Current weight-loss surgery techniques are drastic organ-remodeling affairs where a doctor reduces the patient’s stomach to a small pouch. But now, doctors may have accidentally discovered a new way to cinch the appetite with a much less invasive surgical approach.
Doctors at Massachusetts General Hospital ran across some interesting data when they were checking up on patients that had undergone a procedure called a transarterial embolization. This a relatively simple procedure where a surgeon uses a catheter to insert a tiny plug -- a small bead, or a gel foam that hardens later -- into an artery. The obstruction cuts off blood flow, which can be useful for a range of conditions, from cutting off the blood supply to a tumor to starve it to stopping persistent bleeding from ulcers or other gastrointestinal issues.

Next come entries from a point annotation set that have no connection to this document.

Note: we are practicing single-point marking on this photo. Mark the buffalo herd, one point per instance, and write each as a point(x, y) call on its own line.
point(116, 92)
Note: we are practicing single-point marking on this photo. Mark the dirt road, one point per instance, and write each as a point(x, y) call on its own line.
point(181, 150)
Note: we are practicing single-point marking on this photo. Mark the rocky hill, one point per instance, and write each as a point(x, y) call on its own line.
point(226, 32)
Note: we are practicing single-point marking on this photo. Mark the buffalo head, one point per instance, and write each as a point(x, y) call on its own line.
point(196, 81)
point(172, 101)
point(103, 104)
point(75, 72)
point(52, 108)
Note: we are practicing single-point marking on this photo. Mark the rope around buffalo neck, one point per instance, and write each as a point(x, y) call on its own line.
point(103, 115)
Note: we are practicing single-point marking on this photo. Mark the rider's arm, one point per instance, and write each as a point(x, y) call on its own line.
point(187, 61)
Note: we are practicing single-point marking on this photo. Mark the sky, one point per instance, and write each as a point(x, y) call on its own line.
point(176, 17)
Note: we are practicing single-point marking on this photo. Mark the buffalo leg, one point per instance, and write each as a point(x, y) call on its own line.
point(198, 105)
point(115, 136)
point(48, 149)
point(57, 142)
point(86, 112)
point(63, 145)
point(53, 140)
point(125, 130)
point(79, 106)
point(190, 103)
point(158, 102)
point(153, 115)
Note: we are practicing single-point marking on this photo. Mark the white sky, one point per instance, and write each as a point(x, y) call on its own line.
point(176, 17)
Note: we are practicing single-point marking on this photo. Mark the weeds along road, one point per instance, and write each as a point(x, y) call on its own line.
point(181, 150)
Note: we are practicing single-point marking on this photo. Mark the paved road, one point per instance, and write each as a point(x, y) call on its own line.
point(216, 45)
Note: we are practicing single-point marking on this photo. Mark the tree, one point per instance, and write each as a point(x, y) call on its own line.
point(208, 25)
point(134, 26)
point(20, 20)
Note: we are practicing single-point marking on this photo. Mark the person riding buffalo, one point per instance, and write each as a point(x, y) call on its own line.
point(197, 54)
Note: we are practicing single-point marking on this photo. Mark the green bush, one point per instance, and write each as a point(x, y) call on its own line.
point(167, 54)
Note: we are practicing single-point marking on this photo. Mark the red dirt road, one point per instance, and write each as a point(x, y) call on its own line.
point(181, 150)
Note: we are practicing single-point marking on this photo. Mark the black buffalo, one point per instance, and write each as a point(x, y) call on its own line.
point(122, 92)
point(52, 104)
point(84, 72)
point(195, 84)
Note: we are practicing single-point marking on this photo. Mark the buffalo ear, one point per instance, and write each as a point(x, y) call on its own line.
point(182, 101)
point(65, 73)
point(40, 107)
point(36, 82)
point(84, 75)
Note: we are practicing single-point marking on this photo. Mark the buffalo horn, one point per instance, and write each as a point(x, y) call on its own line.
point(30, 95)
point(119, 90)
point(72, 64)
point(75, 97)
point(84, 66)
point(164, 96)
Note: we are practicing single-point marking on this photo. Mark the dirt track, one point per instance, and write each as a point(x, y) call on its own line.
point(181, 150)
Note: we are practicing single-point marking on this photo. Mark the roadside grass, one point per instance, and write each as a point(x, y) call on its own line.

The team, led by MGH physician and Harvard University professor Rahmi Oklu, saw that 14 of their patients that had undergone gastric embolizations had lost an average of almost 8 percent of their body weight within the first three months after the procedure. The 14 patients all had the procedure done on a the left gastric artery, which delivers blood to a certain part of the stomach that makes the appetite-stimulating hormone ghrelin.
"Ghrelin is the only hormone known to stimulate the appetite, so it is an intriguing potential target for combating obesity," Oklu said in a statement. "Animal studies have shown that when this artery is blocked, blood levels of ghrelin decrease and weight loss occurs."
The left gastric artery does seem to be the key. Oklu and colleagues looked at 18 other patients that had transarterial embolization performed on a different gastric artery and found their weight loss three months after the procedure was much less steep, at an average of 1.2 percent.
"Embolizing the left gastric artery may be a potential bariatric treatment for weight loss and an alternative to other invasive procedures," Oklu said. "This is an important data point in the development of a new clinical tool for the treatment of obesity."
Oklu and colleagues will be presenting their work next week at the annual meeting of the Radiological Society of North America.
A more minimal kind of weight-loss surgery could be a great stride forward in combating obesity. The procedure is likely less risky than current bariatric surgery methods, which can be complicated by infections and leaks. But Oklu and colleagues’ observations are still very preliminary. Doctors will have to study the procedure and its effects on weight loss, as well as any adverse effects, in a much larger group of patients.
Plus, the real test of the procedure’s effectiveness will be whether the weight loss that results is lasting or just a brief slimdown.
“My guess is that any response would be fleeting and gone in a year or two,” Mitchell Roslin, chief of bariatric surgery at Lenox Hill Hospital in New York City, told ABC News.